= Nocturnum =

Campaign setting in the Call of Cthulhu role-playing game

Nocturnum is a campaign setting in the Call of Cthulhu role-playing game. It is one of the few materials produced for the ill-fated d20 version of the game, although it was first published for the standard CoC rules. It was created by Christian T. Petersen and published by Fantasy Flight Games.

==Publication history==
Fantasy Flight Games published the Nocturnum trilogy of adventures over a span of three years as Long Shades (1997), Hollow Winds (1998) and Deep Secrets (1999). These adventures were set in the contemporary times, as opposed to the core Call of Cthulhu game's 1920s setting, and introduced a new mythos race and created a darker background atmosphere for the adventure.

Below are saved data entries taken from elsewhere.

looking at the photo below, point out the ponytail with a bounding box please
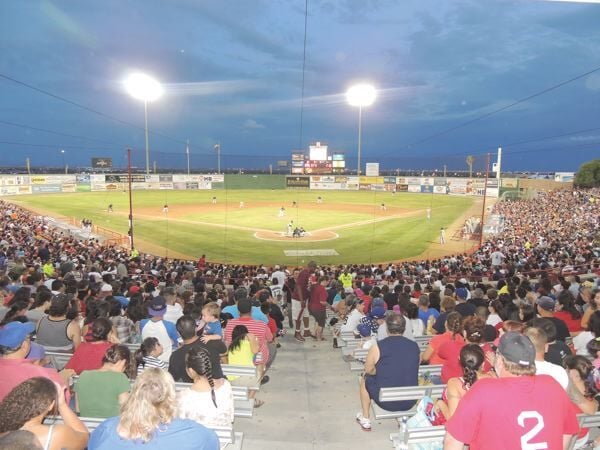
[228,325,249,354]
[185,347,217,408]
[135,337,159,369]
[446,312,463,340]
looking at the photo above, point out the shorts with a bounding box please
[365,375,416,412]
[309,308,326,327]
[291,299,309,321]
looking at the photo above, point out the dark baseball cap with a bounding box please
[148,296,167,317]
[536,296,555,312]
[498,332,535,367]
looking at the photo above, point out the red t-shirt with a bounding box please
[292,269,311,302]
[0,358,69,402]
[225,317,273,365]
[64,341,112,375]
[554,311,583,333]
[438,338,465,383]
[428,332,465,365]
[309,284,327,312]
[446,375,579,450]
[266,316,277,335]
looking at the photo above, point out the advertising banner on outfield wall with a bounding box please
[159,183,173,190]
[421,177,434,186]
[310,176,336,183]
[32,185,61,193]
[371,184,386,191]
[407,177,420,185]
[446,178,473,195]
[159,175,173,182]
[421,185,434,193]
[311,182,344,190]
[434,178,447,186]
[434,185,447,194]
[0,186,18,195]
[384,183,396,192]
[61,184,76,192]
[384,176,397,184]
[359,176,384,185]
[502,178,518,188]
[397,184,408,192]
[408,185,421,193]
[286,176,310,188]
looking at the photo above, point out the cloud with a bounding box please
[242,119,266,129]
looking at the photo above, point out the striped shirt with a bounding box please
[224,317,272,365]
[137,355,167,375]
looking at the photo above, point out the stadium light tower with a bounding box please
[124,72,163,174]
[60,149,66,174]
[346,84,376,176]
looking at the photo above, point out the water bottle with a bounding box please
[397,415,409,450]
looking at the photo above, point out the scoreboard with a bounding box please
[290,144,345,174]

The company's Call of Cthulhu line ended after these three adventures were published. The Nocturnum books were later reprinted for d20 in 2002.

==Plot==
The story takes place in the town of Snowflake, a small community somewhere in Colorado. The players are visiting the town for pleasure, for business, or are just passing through. The campaign begins on the road to the Clearwater Hotel, where the characters meet for the first time.

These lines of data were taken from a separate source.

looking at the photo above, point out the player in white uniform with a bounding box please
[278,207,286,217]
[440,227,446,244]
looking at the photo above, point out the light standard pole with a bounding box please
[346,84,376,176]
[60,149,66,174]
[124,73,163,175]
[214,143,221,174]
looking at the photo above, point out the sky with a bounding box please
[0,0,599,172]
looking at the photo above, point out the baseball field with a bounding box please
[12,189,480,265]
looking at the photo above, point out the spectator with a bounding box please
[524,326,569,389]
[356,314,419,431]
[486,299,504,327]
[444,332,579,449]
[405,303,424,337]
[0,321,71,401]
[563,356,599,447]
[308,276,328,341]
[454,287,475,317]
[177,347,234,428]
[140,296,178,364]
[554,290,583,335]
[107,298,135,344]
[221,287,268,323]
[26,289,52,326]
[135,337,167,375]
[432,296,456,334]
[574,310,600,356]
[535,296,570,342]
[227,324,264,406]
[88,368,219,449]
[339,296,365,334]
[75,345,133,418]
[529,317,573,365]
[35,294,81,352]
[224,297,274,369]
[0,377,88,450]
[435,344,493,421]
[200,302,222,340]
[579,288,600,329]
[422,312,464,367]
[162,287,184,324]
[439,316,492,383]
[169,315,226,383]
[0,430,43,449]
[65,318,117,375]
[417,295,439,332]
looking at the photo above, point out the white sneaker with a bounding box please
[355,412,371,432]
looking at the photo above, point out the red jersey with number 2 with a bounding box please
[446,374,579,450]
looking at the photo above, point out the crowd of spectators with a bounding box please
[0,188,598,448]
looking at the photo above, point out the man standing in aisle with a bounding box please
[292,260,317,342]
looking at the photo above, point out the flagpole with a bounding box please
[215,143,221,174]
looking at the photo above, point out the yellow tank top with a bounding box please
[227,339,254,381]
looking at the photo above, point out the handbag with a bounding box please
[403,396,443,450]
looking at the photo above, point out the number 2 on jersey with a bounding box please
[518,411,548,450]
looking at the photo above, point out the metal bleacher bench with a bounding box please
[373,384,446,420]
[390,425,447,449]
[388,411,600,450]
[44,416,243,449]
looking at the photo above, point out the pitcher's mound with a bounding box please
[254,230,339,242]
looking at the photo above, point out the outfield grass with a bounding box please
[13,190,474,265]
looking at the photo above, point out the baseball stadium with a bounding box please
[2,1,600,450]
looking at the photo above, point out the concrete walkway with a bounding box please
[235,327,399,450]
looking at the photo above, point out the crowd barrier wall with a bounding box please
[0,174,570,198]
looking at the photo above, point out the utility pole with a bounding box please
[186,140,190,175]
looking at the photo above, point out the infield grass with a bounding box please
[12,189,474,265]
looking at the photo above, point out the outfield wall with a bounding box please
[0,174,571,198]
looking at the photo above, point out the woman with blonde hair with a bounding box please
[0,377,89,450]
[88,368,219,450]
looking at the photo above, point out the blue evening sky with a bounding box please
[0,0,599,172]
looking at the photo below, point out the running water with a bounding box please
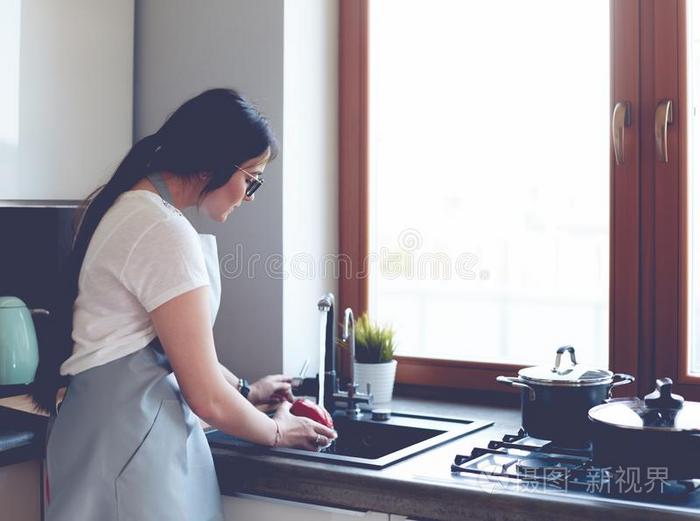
[318,311,326,407]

At the hotel, a woman named Cynthia Carmichael has been killed in her room, seemingly by a wild animal. The players investigate and are blamed for the murder by the local police.

In reality, Carmichael was killed by a werewolf named Ian McGuire, a slave to a Wilder Shk'ryth who plans to destroy the human race. He had been imprisoned in a nearby mountain for centuries by a local Native American tribe that had been performing a ritual to keep him trapped. He used Ian McGuire to escape.